Guy tat sein Bestes, die ganzen Fragen zu beantworten (Frederike wurde währenddessen ignoriert, weil sie eine Frau ist). Es schien zu genügen, denn letztendlich durften wir weiterfahren, während der Mann seinen beiden Kollegen die Unterhaltung auf Farsi nochmal erklärte. Inzwischen war es leider schon spät und es wurde langsam dunkel, als wir in den Ort fuhren. Kein Problem, dachten wir, wir sind ja jetzt in der Stadt und werden dort einfach ein Hotel finden. Allerdings war der Ort viel größer als erwartet, und wir mussten mehrmals nach dem Weg fragen. Am Ende folgten wir ein paar jungen Männern auf einem Motorrad durch den Feierabendverkehr, bis sie auf eine Straße zeigten und sagten, dass das Hotel 5km außerhalb des Ortes wäre, und zwar bergauf. Jetzt waren wir schon 105km gefahren, es war dunkel und wir waren müde. Eine Gruppe von Leuten stand um uns herum, und der Konsens war, dass das Hotel auf dem Berg die beste Option für uns Ausländer wäre. Es gab zwar noch eine Unterkunft im Ort, aber sie wäre zu dreckig für uns. Ein bisschen Dreck hätte uns zwar nicht geschadet, aber wir wollten nicht wieder in den Feierabendverkehr hineinfahren, und außerdem war das Hotel in der Richtung, in die wir am nächsten Morgen sowieso fahren müssten. Also fuhren wir weiter bergauf und erwarteten, dass wir wohl etwas mehr bezahlen würden, für so ein gutes Hotel.

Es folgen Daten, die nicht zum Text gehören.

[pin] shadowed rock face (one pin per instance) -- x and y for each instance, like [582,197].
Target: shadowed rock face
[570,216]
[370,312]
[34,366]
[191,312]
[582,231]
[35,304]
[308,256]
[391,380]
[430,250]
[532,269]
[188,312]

Es war erst 18 Uhr, aber es war inzwischen stockdunkel, es gab keinen Seitenstreifen, auf dem wir fahren konnten, und es gab viel Verkehr auf der Straße. Nach einer Weile gab es keine Gebäude mehr und wir dachten, dass wir vielleicht das Hotel verpasst hatten. Wir hielten an, um nochmal an einer Baustelle nach dem Weg zu fragen. Inzwischen hatten wir wirklich genug von dem Verkehr, und davon, im Dunkeln bergauf zu fahren (5km bergauf kann lange dauern!), und wir fragten, ob wir evtl. an der Baustelle unser Zelt aufstellen könnten.
Der Nachtwachmann zeigte auf ein leeres Wachhaus und bot uns an, dort zu schlafen. Das war natürlich perfekt! Wir schoben die Fahrräder in das Häuschen und er lud uns in seinen Container auf einen Tee ein. Er schien extrem gastfreundlich zu sein und brachte uns Brot, Käse und Gurken, stellte sicher dass wir bequem saßen etc. Wir beschlossen, unser Abendessen dort zu kochen, und machten Spaghetti mit Thunfischsoße. Suleyman, der Wachmann, aß mit uns und wir hatten viel Spaß. Er lernte englische Worte, und wir lernten Farsi und kommunizierten mit unserem Sprachführer. Suleyman zeigte allerdings auch auf sich selbst und rief “Kurdistan! PKK!” Das machte uns ein wenig Sorgen, da wir eigentlich dachten, dass wir endlich aus der PKK-Zone draußen wären. Auf der anderen Seite waren wir froh, echte kurdische Gastfreundschaft zu erfahren, nach unseren gemischten Erfahrungen in der kurdischen Region der Türkei. Später kam noch ein Freund und trank Tee mit uns, und dann war es Zeit zum Schlafen. Unser Geschirr blieb im Container und es wurde entschieden, dass wir es erst am nächsten Morgen spülen sollten.
Suleyman ging mit uns zurück zum Wachhaus, zeigte auf ein paar Decken, die wir benutzen konnten, und gab uns eine Tüte Chips. Er erklärte, dass er heute in Marand schlafen würden, und dass er am nächsten Morgen um 7 Uhr zurückkommen würde. Und dann, im Dunkeln, so dass wir nur seine Silhouette sahen, machte er uns klar, dass wir ihm dann Dollar geben würden. Dollar?!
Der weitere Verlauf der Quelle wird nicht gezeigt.